Il se baisse et caresse le dos de l’animal, où il sent pointer les os.

— Tout seul ?… Tout seul ?

Il n’ose rien dire d’autre. Posant son sac et lâchant la lanière nouée à la peau du carcajou, il se précipite vers la portière de cuir. Les lacets sont tellement gelés qu’il renonce à les dénouer. Prenant son couteau-croche, il les coupe. Il doit faire un effort pour décoller la peau tenue par la glace. Tout craque. De la neige gelée glisse à ses pieds.

Il ouvre.

Rien ne bouge. Sortant ses allumettes, il en gratte une et s’avance.

À droite du foyer refroidi, Nika est assise, bien raide, ses yeux gelés sont grands ouverts. En face d’elle, également assise mais dans une position un peu plus affaissée, Papigan semble somnoler, les yeux mi-clos. Au fond, les pieds près de la pierre du feu éteint, Mooz est allongé sous sa fourrure.

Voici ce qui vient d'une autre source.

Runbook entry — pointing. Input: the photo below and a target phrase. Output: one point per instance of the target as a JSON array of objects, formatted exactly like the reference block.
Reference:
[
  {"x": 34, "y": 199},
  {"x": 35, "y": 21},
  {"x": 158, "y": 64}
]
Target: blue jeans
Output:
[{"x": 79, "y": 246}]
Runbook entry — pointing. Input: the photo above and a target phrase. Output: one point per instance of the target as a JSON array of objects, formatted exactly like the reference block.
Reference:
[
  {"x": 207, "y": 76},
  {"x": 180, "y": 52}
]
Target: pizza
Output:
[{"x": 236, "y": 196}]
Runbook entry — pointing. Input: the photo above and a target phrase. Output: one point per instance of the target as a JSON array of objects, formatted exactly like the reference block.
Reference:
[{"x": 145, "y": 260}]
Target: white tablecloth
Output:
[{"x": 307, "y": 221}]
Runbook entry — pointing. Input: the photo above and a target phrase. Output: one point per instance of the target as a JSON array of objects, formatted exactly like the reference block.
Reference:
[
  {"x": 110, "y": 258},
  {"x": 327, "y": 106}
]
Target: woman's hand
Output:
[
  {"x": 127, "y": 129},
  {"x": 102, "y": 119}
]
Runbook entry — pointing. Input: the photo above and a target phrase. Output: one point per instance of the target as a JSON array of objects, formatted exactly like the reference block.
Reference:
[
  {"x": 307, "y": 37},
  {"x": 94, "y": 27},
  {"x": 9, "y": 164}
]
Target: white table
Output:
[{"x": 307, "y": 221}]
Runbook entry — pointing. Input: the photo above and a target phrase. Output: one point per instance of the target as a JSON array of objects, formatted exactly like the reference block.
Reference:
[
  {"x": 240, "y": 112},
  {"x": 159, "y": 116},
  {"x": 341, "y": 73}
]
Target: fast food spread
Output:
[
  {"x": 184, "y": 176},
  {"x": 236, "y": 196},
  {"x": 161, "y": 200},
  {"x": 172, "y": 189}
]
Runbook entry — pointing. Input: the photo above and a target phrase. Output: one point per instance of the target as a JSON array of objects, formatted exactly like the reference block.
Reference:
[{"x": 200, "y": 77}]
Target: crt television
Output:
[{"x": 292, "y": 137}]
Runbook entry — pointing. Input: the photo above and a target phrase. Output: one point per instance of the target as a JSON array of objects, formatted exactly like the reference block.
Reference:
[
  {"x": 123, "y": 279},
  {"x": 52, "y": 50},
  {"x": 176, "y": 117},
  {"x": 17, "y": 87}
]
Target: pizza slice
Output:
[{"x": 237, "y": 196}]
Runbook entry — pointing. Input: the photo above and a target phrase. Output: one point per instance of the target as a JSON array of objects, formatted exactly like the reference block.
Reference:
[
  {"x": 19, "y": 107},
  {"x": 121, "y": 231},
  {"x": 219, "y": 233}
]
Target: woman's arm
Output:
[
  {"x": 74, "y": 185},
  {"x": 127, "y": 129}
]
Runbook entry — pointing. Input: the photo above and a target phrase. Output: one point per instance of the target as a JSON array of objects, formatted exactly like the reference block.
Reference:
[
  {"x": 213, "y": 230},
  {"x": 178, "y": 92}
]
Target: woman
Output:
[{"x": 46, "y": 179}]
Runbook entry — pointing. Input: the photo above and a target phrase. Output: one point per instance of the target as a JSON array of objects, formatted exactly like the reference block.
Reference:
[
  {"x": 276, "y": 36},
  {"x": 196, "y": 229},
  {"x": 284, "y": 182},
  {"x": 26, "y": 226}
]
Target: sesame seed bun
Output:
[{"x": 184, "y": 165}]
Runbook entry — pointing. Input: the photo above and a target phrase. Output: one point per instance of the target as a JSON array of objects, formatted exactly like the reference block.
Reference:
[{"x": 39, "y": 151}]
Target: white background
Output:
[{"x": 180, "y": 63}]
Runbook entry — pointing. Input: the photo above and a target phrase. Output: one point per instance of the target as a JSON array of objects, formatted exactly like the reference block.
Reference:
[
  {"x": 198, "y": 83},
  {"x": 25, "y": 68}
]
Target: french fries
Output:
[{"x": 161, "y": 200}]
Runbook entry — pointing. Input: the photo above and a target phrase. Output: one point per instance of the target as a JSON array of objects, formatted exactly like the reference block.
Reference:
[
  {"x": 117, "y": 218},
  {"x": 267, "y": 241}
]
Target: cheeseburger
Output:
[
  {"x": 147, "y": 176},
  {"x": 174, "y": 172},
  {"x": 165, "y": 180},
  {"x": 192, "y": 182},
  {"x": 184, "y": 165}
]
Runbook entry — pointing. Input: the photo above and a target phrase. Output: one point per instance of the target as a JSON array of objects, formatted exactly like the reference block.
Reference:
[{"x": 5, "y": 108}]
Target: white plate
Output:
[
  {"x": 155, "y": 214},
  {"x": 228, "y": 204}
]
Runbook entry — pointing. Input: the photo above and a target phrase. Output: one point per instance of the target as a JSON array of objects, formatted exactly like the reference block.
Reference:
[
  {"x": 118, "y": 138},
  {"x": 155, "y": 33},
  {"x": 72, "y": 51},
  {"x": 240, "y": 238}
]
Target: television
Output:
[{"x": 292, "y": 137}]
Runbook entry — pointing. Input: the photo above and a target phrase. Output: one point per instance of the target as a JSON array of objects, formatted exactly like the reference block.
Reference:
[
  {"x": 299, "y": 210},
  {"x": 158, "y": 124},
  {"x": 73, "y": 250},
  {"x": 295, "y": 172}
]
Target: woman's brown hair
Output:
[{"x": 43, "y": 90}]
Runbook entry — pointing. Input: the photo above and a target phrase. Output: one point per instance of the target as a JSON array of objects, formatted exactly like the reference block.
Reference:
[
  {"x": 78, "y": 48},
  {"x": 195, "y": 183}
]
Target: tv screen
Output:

Waboos ne dit rien. Se retournant, il fait sortir Wibatch qui était entré derrière lui. Reprenant son sac, il l’ouvre et en tire ses poissons et son reste de gibier. Il donne le tout à Wibatch.

— Quand tu auras mangé, tu iras chasser. Et, si tu veux retourner au village, tu retourneras… Moi, je suis trop vieux… Trop fatigué.

Sa voix est très calme. Il rentre, il referme la portière de peau avec soin et va s’asseoir face à Mooz, entre les deux femmes.